Freycinet Marine Farm
Food is the word on every Singaporean’s lips. And with Tasmania’s cool air and pristine waters, there can only be one thing on everyone’s mind — seafood!
Taste some of Tasmania’s freshest seafood at Freycinet Marine Farm, which rears everything from succulent Pacific oysters to Tasmanian Blue Mussels. For a truly immersive experience, the farm encourages visitors to sift for oysters straight from the waters. Just picture yourself ankle-deep in water and feasting on freshly shucked oysters!
Immense, raw and awe-inspiring —that is what walking through Maria Island feels like. The world heritage national park, located in a mountainous island to the east of Tasmania, is a sanctuary of stunning historic ruins and dramatic cliffs — and a goldmine for Instagram-worthy pics.
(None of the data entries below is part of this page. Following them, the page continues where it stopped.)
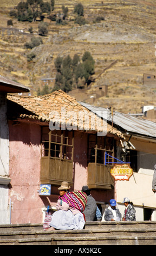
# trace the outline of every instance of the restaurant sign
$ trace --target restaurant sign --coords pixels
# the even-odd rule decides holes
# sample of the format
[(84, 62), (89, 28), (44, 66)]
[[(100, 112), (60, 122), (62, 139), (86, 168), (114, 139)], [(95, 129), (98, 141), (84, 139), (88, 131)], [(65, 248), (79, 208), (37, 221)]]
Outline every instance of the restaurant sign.
[(41, 184), (40, 186), (40, 196), (50, 196), (51, 194), (51, 185), (50, 184)]
[(115, 180), (129, 180), (133, 174), (133, 170), (129, 163), (115, 163), (110, 169), (110, 174)]

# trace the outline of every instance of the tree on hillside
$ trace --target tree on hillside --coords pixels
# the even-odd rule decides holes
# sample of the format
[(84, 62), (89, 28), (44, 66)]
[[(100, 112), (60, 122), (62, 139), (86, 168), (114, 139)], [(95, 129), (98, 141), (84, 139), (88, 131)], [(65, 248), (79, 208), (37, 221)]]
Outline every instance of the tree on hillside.
[(48, 31), (48, 24), (46, 22), (43, 22), (42, 21), (38, 25), (38, 34), (42, 35), (42, 36), (45, 36), (47, 35)]
[(50, 3), (51, 3), (51, 11), (54, 11), (54, 5), (55, 5), (55, 0), (51, 0)]
[(16, 9), (17, 13), (12, 11), (10, 12), (10, 15), (17, 17), (20, 21), (36, 21), (38, 17), (41, 19), (43, 13), (50, 13), (51, 10), (54, 9), (54, 1), (51, 0), (51, 4), (48, 2), (43, 2), (43, 0), (27, 0), (26, 2), (20, 2)]
[(74, 12), (77, 14), (78, 16), (83, 16), (83, 6), (81, 3), (74, 7)]
[(83, 76), (86, 83), (88, 84), (90, 76), (94, 74), (95, 61), (90, 52), (87, 51), (84, 52), (82, 60), (84, 70)]
[(58, 56), (55, 61), (56, 69), (55, 84), (53, 90), (61, 89), (68, 92), (74, 87), (83, 87), (88, 84), (94, 74), (95, 62), (89, 52), (85, 52), (81, 61), (75, 54), (72, 59), (69, 55), (64, 58)]

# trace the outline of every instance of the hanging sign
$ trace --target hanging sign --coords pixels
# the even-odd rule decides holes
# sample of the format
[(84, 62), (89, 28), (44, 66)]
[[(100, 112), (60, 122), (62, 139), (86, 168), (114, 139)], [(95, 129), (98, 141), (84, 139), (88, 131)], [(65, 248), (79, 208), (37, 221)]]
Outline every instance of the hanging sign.
[(51, 185), (50, 184), (41, 184), (40, 186), (40, 196), (50, 196), (51, 194)]
[(133, 174), (133, 170), (129, 163), (115, 163), (110, 169), (110, 174), (115, 180), (129, 180)]

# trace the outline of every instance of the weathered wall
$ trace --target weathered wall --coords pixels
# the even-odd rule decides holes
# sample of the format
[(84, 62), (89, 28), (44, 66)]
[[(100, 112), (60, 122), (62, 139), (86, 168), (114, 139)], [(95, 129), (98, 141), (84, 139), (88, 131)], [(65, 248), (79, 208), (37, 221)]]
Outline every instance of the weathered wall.
[(9, 121), (9, 197), (11, 223), (39, 223), (43, 202), (40, 185), (41, 127), (29, 123)]

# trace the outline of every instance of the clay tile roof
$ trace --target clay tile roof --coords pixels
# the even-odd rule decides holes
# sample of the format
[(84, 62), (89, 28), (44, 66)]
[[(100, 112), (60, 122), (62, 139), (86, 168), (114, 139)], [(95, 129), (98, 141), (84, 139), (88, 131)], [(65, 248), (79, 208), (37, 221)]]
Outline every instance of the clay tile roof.
[[(96, 124), (100, 124), (101, 118), (96, 115), (85, 107), (79, 103), (75, 98), (69, 95), (61, 90), (55, 91), (50, 94), (37, 96), (20, 96), (13, 95), (8, 95), (7, 99), (9, 101), (16, 102), (23, 107), (22, 112), (17, 117), (21, 118), (29, 118), (37, 119), (41, 121), (50, 122), (54, 117), (54, 113), (57, 114), (58, 120), (61, 119), (63, 111), (66, 111), (65, 119), (61, 119), (62, 123), (74, 124), (81, 130), (93, 130), (98, 132), (101, 131), (101, 128), (98, 127)], [(28, 111), (30, 112), (28, 114)], [(71, 112), (72, 111), (72, 112)], [(31, 112), (30, 113), (30, 112)], [(84, 119), (84, 115), (93, 118), (89, 118), (89, 124), (86, 129)], [(68, 116), (68, 114), (69, 115)], [(75, 117), (75, 120), (73, 118)], [(95, 120), (95, 117), (96, 118)], [(65, 120), (65, 121), (64, 121)], [(103, 126), (103, 123), (101, 126)], [(115, 128), (112, 127), (106, 122), (105, 126), (107, 128), (107, 133), (123, 138), (122, 133)], [(102, 126), (103, 127), (103, 126)], [(77, 129), (78, 130), (78, 129)]]

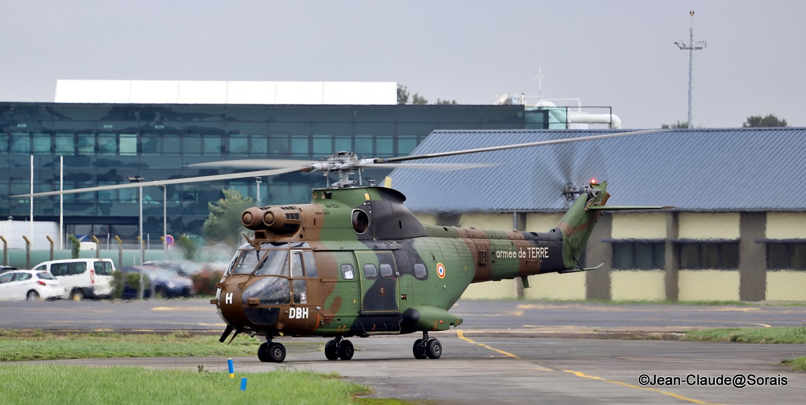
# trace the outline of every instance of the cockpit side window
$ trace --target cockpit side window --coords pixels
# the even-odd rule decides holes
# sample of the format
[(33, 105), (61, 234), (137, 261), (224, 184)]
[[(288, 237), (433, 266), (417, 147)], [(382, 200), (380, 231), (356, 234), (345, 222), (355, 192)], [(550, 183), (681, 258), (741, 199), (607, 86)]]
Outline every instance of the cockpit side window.
[(268, 250), (266, 258), (257, 266), (255, 275), (289, 276), (289, 251), (284, 250)]
[(236, 275), (251, 274), (260, 262), (261, 256), (265, 255), (265, 254), (266, 250), (242, 251), (241, 257), (238, 259), (238, 262), (232, 270), (232, 273)]
[(291, 251), (291, 277), (302, 277), (302, 252)]

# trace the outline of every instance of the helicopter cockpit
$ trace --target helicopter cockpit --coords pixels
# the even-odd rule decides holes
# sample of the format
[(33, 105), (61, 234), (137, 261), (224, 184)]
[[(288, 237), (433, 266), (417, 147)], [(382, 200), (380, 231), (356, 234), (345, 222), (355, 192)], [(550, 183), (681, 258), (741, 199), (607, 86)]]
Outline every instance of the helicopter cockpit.
[(264, 242), (258, 247), (245, 243), (233, 258), (222, 283), (236, 283), (243, 287), (240, 301), (250, 321), (271, 324), (276, 322), (276, 312), (261, 308), (307, 304), (307, 279), (317, 276), (314, 252), (307, 243)]

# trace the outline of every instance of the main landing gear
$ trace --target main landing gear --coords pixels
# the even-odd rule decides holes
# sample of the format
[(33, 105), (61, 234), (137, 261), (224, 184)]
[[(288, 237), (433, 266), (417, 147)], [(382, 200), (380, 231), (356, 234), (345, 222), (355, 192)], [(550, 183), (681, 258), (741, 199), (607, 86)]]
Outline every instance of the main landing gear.
[(436, 337), (428, 337), (428, 333), (422, 333), (422, 339), (414, 341), (412, 348), (414, 358), (439, 358), (442, 355), (442, 344)]
[(257, 358), (263, 362), (281, 363), (285, 360), (285, 346), (282, 343), (272, 342), (269, 337), (257, 348)]
[(325, 357), (328, 360), (350, 360), (352, 358), (355, 350), (353, 349), (352, 342), (343, 341), (342, 337), (337, 336), (325, 344)]

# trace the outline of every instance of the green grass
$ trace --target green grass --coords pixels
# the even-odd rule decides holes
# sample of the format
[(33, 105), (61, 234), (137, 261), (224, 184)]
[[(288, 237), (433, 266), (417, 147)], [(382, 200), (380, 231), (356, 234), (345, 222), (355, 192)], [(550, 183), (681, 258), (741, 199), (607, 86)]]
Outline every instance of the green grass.
[(806, 357), (785, 358), (781, 364), (788, 364), (794, 370), (806, 371)]
[[(240, 391), (241, 378), (247, 390)], [(4, 404), (350, 403), (368, 388), (310, 371), (226, 373), (81, 366), (0, 366)], [(364, 403), (382, 403), (373, 401)]]
[(806, 343), (806, 327), (725, 328), (692, 330), (686, 341), (738, 341), (742, 343)]
[[(0, 329), (0, 362), (98, 357), (171, 356), (254, 356), (262, 343), (239, 335), (231, 345), (218, 337), (175, 333), (168, 335), (52, 334)], [(298, 345), (291, 343), (290, 345)], [(304, 345), (304, 344), (303, 344)]]

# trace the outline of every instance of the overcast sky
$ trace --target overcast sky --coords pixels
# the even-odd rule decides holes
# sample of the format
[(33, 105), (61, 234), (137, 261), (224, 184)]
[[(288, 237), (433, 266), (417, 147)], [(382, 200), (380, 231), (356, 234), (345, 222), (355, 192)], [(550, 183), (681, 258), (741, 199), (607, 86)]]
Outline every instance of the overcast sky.
[[(609, 105), (625, 128), (775, 114), (806, 126), (806, 2), (6, 1), (0, 101), (57, 79), (397, 81), (429, 101), (496, 94)], [(535, 97), (529, 100), (534, 102)], [(575, 104), (575, 101), (571, 101)]]

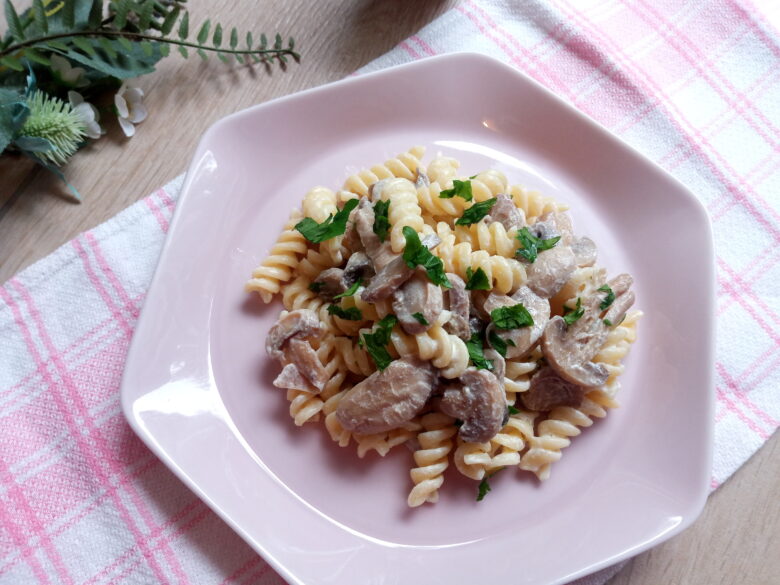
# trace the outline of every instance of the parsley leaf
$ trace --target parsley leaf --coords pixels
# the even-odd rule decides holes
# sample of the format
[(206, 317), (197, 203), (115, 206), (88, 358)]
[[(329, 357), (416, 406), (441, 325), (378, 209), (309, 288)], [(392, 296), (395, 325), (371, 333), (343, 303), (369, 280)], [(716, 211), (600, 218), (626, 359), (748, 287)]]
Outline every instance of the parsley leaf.
[(455, 221), (455, 225), (471, 225), (482, 220), (491, 208), (496, 204), (498, 199), (493, 197), (492, 199), (485, 199), (482, 203), (475, 203), (463, 212), (463, 215)]
[(471, 270), (471, 266), (466, 268), (466, 289), (468, 290), (490, 290), (490, 280), (488, 280), (487, 274), (481, 268), (477, 268), (474, 272)]
[(428, 323), (428, 319), (426, 319), (426, 318), (423, 316), (423, 314), (422, 314), (422, 313), (412, 313), (412, 317), (414, 317), (415, 319), (417, 319), (417, 322), (418, 322), (420, 325), (430, 325), (430, 323)]
[(466, 349), (469, 350), (469, 358), (471, 358), (471, 362), (478, 370), (493, 369), (493, 362), (485, 359), (485, 354), (482, 350), (482, 337), (479, 333), (472, 335), (471, 339), (466, 342)]
[(329, 215), (322, 223), (317, 223), (310, 217), (304, 217), (295, 224), (295, 229), (301, 232), (304, 238), (315, 244), (340, 236), (347, 229), (347, 219), (357, 204), (357, 199), (350, 199), (344, 204), (343, 209), (337, 211), (336, 215)]
[(554, 247), (561, 239), (561, 236), (555, 236), (554, 238), (548, 238), (543, 240), (534, 236), (527, 227), (524, 227), (515, 236), (519, 241), (522, 248), (517, 250), (518, 256), (522, 256), (532, 264), (536, 261), (536, 257), (539, 252), (549, 250)]
[(462, 197), (466, 201), (471, 201), (473, 197), (471, 193), (471, 181), (458, 181), (455, 179), (452, 182), (452, 189), (445, 189), (439, 193), (440, 199), (452, 199), (453, 197)]
[(345, 290), (343, 293), (341, 293), (340, 295), (336, 295), (335, 297), (333, 297), (333, 300), (335, 301), (336, 299), (343, 299), (344, 297), (351, 297), (352, 295), (354, 295), (354, 294), (357, 292), (357, 289), (359, 289), (359, 288), (360, 288), (360, 285), (361, 285), (361, 284), (363, 284), (363, 283), (362, 283), (362, 282), (360, 282), (359, 280), (358, 280), (358, 281), (356, 281), (356, 282), (355, 282), (355, 284), (353, 284), (351, 287), (349, 287), (349, 288), (348, 288), (347, 290)]
[(373, 333), (363, 334), (363, 345), (380, 370), (384, 370), (393, 361), (390, 352), (387, 351), (387, 343), (390, 341), (390, 333), (397, 322), (398, 318), (395, 315), (388, 315), (377, 323), (377, 328)]
[(515, 342), (511, 339), (502, 339), (495, 331), (490, 332), (488, 335), (488, 341), (490, 342), (491, 347), (495, 349), (503, 358), (506, 357), (507, 342), (511, 343), (512, 345), (515, 344)]
[(493, 309), (490, 312), (490, 318), (498, 329), (517, 329), (530, 327), (534, 324), (534, 318), (531, 317), (531, 313), (523, 306), (523, 303)]
[(601, 301), (601, 304), (599, 305), (599, 309), (601, 309), (602, 311), (604, 309), (608, 309), (609, 306), (615, 302), (615, 291), (613, 291), (608, 284), (605, 284), (604, 286), (600, 286), (596, 290), (607, 293), (607, 296), (605, 296), (604, 300)]
[(387, 232), (390, 231), (390, 220), (387, 218), (389, 211), (389, 201), (377, 201), (374, 203), (374, 233), (379, 236), (380, 242), (384, 242), (387, 239)]
[(566, 322), (566, 325), (571, 325), (585, 314), (585, 309), (582, 307), (582, 300), (580, 297), (577, 297), (577, 306), (575, 308), (571, 309), (564, 306), (563, 310), (563, 320)]
[(441, 258), (434, 256), (431, 251), (423, 246), (420, 236), (411, 227), (404, 226), (401, 230), (406, 238), (404, 247), (404, 261), (409, 268), (422, 266), (428, 273), (428, 278), (433, 284), (438, 284), (444, 288), (452, 288), (447, 275), (444, 273), (444, 263)]
[(360, 309), (358, 309), (357, 307), (349, 307), (348, 309), (343, 309), (338, 305), (328, 305), (328, 314), (336, 315), (336, 317), (341, 317), (342, 319), (346, 319), (347, 321), (363, 320), (363, 313), (361, 313)]

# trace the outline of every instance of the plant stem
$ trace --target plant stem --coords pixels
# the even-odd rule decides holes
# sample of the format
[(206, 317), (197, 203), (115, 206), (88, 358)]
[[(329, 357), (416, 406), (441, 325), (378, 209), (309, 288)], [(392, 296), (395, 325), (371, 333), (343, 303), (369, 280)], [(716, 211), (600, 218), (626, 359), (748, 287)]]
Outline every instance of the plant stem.
[(171, 45), (178, 45), (182, 47), (190, 47), (192, 49), (203, 49), (204, 51), (214, 51), (217, 53), (223, 53), (225, 55), (290, 55), (291, 57), (295, 58), (297, 60), (298, 54), (293, 51), (292, 49), (220, 49), (218, 47), (210, 47), (208, 45), (200, 45), (198, 43), (190, 43), (188, 41), (181, 41), (176, 39), (171, 39), (167, 37), (156, 37), (153, 35), (146, 35), (143, 33), (133, 33), (133, 32), (123, 32), (123, 31), (111, 31), (111, 30), (101, 30), (101, 31), (81, 31), (81, 32), (69, 32), (69, 33), (58, 33), (55, 35), (48, 35), (45, 37), (38, 37), (37, 39), (29, 39), (22, 43), (17, 43), (16, 45), (11, 45), (9, 47), (6, 47), (2, 51), (0, 51), (0, 57), (5, 57), (6, 55), (10, 55), (11, 53), (15, 53), (16, 51), (20, 49), (24, 49), (26, 47), (32, 47), (34, 45), (38, 45), (40, 43), (45, 43), (47, 41), (54, 41), (57, 39), (67, 39), (72, 37), (124, 37), (129, 40), (138, 40), (138, 41), (156, 41), (158, 43), (168, 43)]

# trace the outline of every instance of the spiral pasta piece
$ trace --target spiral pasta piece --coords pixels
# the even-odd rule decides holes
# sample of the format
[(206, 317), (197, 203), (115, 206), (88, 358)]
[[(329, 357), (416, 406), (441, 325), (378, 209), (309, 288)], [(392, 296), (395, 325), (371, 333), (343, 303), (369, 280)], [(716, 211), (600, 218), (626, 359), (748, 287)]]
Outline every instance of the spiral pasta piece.
[(429, 360), (440, 369), (442, 377), (457, 378), (468, 367), (469, 352), (462, 339), (444, 330), (443, 325), (449, 317), (449, 311), (442, 311), (433, 326), (419, 335), (409, 335), (396, 327), (390, 334), (390, 343), (401, 357), (418, 356)]
[(520, 185), (512, 185), (509, 195), (515, 205), (525, 213), (525, 220), (530, 225), (536, 223), (545, 213), (551, 211), (566, 211), (568, 205), (558, 203), (552, 197), (542, 195), (538, 191), (531, 191)]
[[(375, 165), (370, 169), (363, 169), (351, 175), (345, 181), (343, 191), (366, 197), (368, 196), (368, 188), (381, 179), (402, 177), (414, 181), (417, 177), (417, 169), (423, 166), (421, 162), (423, 156), (425, 156), (424, 147), (412, 147), (407, 152), (385, 161), (382, 165)], [(342, 200), (350, 198), (341, 193), (340, 197)]]
[(491, 256), (484, 250), (475, 251), (465, 242), (456, 244), (454, 236), (442, 238), (433, 253), (442, 259), (447, 272), (454, 272), (466, 281), (469, 268), (474, 271), (481, 268), (487, 275), (491, 288), (502, 294), (513, 293), (528, 280), (525, 267), (517, 260)]
[(439, 412), (426, 414), (421, 419), (425, 430), (417, 435), (420, 444), (414, 452), (417, 467), (409, 472), (414, 487), (409, 492), (407, 503), (412, 508), (439, 499), (439, 488), (444, 483), (443, 473), (449, 466), (452, 436), (457, 432), (453, 422), (451, 417)]
[(260, 266), (252, 271), (252, 278), (245, 285), (247, 292), (258, 293), (264, 303), (270, 303), (282, 284), (293, 277), (300, 257), (308, 249), (306, 238), (295, 229), (295, 224), (302, 218), (301, 212), (293, 209), (279, 239)]

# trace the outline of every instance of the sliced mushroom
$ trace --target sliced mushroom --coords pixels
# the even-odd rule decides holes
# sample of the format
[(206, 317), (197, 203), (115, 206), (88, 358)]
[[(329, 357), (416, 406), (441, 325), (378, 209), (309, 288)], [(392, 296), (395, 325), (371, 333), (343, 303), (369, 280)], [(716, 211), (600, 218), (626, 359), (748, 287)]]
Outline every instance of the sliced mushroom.
[(490, 214), (485, 217), (485, 223), (498, 222), (506, 231), (525, 225), (525, 213), (515, 205), (514, 201), (503, 193), (496, 195), (496, 202), (490, 208)]
[(487, 370), (469, 368), (444, 390), (439, 408), (463, 421), (464, 441), (484, 443), (496, 436), (507, 413), (504, 389)]
[[(438, 246), (441, 239), (436, 234), (429, 234), (422, 238), (422, 244), (427, 248)], [(366, 249), (368, 251), (368, 249)], [(370, 256), (370, 254), (369, 254)], [(407, 266), (401, 254), (393, 254), (393, 259), (377, 270), (366, 289), (361, 293), (367, 303), (376, 303), (390, 297), (398, 288), (409, 280), (414, 274), (414, 269)], [(376, 266), (376, 265), (375, 265)]]
[(287, 340), (293, 337), (318, 338), (322, 333), (322, 325), (314, 311), (296, 309), (289, 313), (283, 312), (265, 338), (265, 351), (272, 358), (282, 359), (284, 357), (282, 346)]
[(545, 366), (531, 378), (531, 385), (520, 394), (523, 406), (528, 410), (545, 412), (556, 406), (582, 404), (585, 388), (561, 378), (550, 366)]
[(441, 288), (420, 270), (393, 293), (393, 312), (409, 335), (428, 331), (443, 308)]
[[(632, 279), (621, 274), (609, 282), (615, 300), (602, 317), (604, 295), (595, 292), (582, 301), (583, 315), (567, 326), (563, 317), (553, 317), (542, 335), (542, 353), (547, 362), (565, 380), (585, 387), (601, 386), (609, 372), (604, 364), (591, 360), (599, 352), (609, 334), (604, 319), (618, 323), (634, 303), (634, 293), (629, 290)], [(612, 318), (616, 319), (612, 321)]]
[(471, 337), (471, 327), (469, 326), (470, 302), (466, 283), (460, 276), (451, 272), (447, 273), (447, 279), (452, 285), (452, 288), (447, 289), (447, 308), (452, 316), (444, 324), (444, 330), (467, 340)]
[(430, 362), (396, 360), (348, 390), (336, 417), (346, 430), (358, 434), (395, 429), (422, 410), (436, 383)]
[(544, 333), (547, 321), (550, 320), (550, 301), (538, 296), (527, 286), (521, 286), (511, 297), (491, 293), (485, 300), (484, 308), (490, 313), (500, 307), (512, 307), (518, 303), (530, 313), (534, 320), (533, 325), (517, 329), (498, 329), (491, 323), (487, 329), (488, 343), (490, 343), (491, 333), (495, 333), (507, 342), (506, 357), (508, 358), (524, 355), (535, 347)]
[(563, 288), (576, 268), (574, 252), (568, 246), (559, 244), (539, 252), (536, 261), (526, 265), (526, 284), (540, 297), (549, 299)]
[(598, 250), (593, 240), (588, 237), (575, 238), (571, 243), (574, 261), (578, 267), (593, 266), (596, 263)]

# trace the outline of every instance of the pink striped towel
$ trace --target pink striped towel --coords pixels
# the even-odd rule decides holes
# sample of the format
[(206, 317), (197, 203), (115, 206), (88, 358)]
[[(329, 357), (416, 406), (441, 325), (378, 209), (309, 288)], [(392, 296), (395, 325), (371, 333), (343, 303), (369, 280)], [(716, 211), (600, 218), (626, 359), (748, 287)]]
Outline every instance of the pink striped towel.
[[(468, 0), (366, 70), (455, 50), (530, 74), (709, 210), (716, 488), (780, 419), (777, 31), (737, 0)], [(125, 353), (179, 188), (174, 181), (0, 289), (2, 585), (282, 583), (120, 412)]]

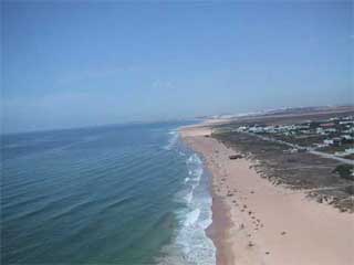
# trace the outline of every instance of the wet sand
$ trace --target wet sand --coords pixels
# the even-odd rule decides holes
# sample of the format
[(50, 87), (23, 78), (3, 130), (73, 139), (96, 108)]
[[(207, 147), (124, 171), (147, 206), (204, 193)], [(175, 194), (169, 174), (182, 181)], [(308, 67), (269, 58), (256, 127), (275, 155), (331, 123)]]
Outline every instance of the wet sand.
[(354, 264), (354, 214), (262, 179), (244, 158), (211, 137), (207, 126), (181, 129), (212, 173), (212, 224), (217, 264)]

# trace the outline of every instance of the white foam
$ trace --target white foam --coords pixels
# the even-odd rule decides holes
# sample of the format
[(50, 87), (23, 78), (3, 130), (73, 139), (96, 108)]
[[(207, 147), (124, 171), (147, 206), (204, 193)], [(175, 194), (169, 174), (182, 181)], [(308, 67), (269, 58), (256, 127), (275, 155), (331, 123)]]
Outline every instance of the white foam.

Fossil Cliffs is a real-life Jurassic Park, containing fossils of ancient creatures that date back to 300 million years ago. Hunt for remains of extinct organisms like the Eurydesma, a giant thick-shelled clam, which can be found embedded in beds of rocks.
Another reason to visit Maria Island is The Painted Cliffs. This site is covered in beautifully patterned sandstone that comes in stunning shades of red, orange and yellow; sometimes all at once. Fishing for more Likeson your Instagram photos? This is the place to be.
Lavender Fields Forever
Sifting for travel ideas this December or January? Look no further than the world’s largest commercial lavender farm, Bridestowe Lavender Estate, located in northeast Tasmania. Be mesmerised by rows and rows of gorgeous lavender bushes that form a colourful palette against the brilliant blue skies.
And don’t just stop and smell the flowers, you can taste them too! The Woodcroft Café on the estate sells a range of lavender-infused desserts, like lavender fudge brownie and lavender ice cream, which you can enjoy while curled up on one of the farm benches or under a grand oak tree! Is there any better way to spend a fine summer’s day?
Those looking to do a spot of souvenir shopping can purchase Bobbie, Bridestowe’s resident lavender-filled teddy bear. Aside from its lovely colour and soothing lavender scent, these bears also make the perfect cuddle buddy.
Cataract Gorge Reserve
Located less than two kilometres from Launceston’s city centre, Cataract Gorge, framed by an ice-cold river, bushland and cliffs, offers an escape from the buzz of city living. Interested in a walkabout? There are two walking tracks that straddle the gorge. Cataract Walk is level while the Zig Zag Track is steep. Both offer stunning, clear views of greenery and water.
If you are travelling with kids, the gorge offers a free outdoor swimming pool and barbecues for a lovely family outing in the summer. Be sure to take a ride on the world’s longest single-span chairlift and keep a lookout for sociable peacocks, which can be found strutting about the gardens.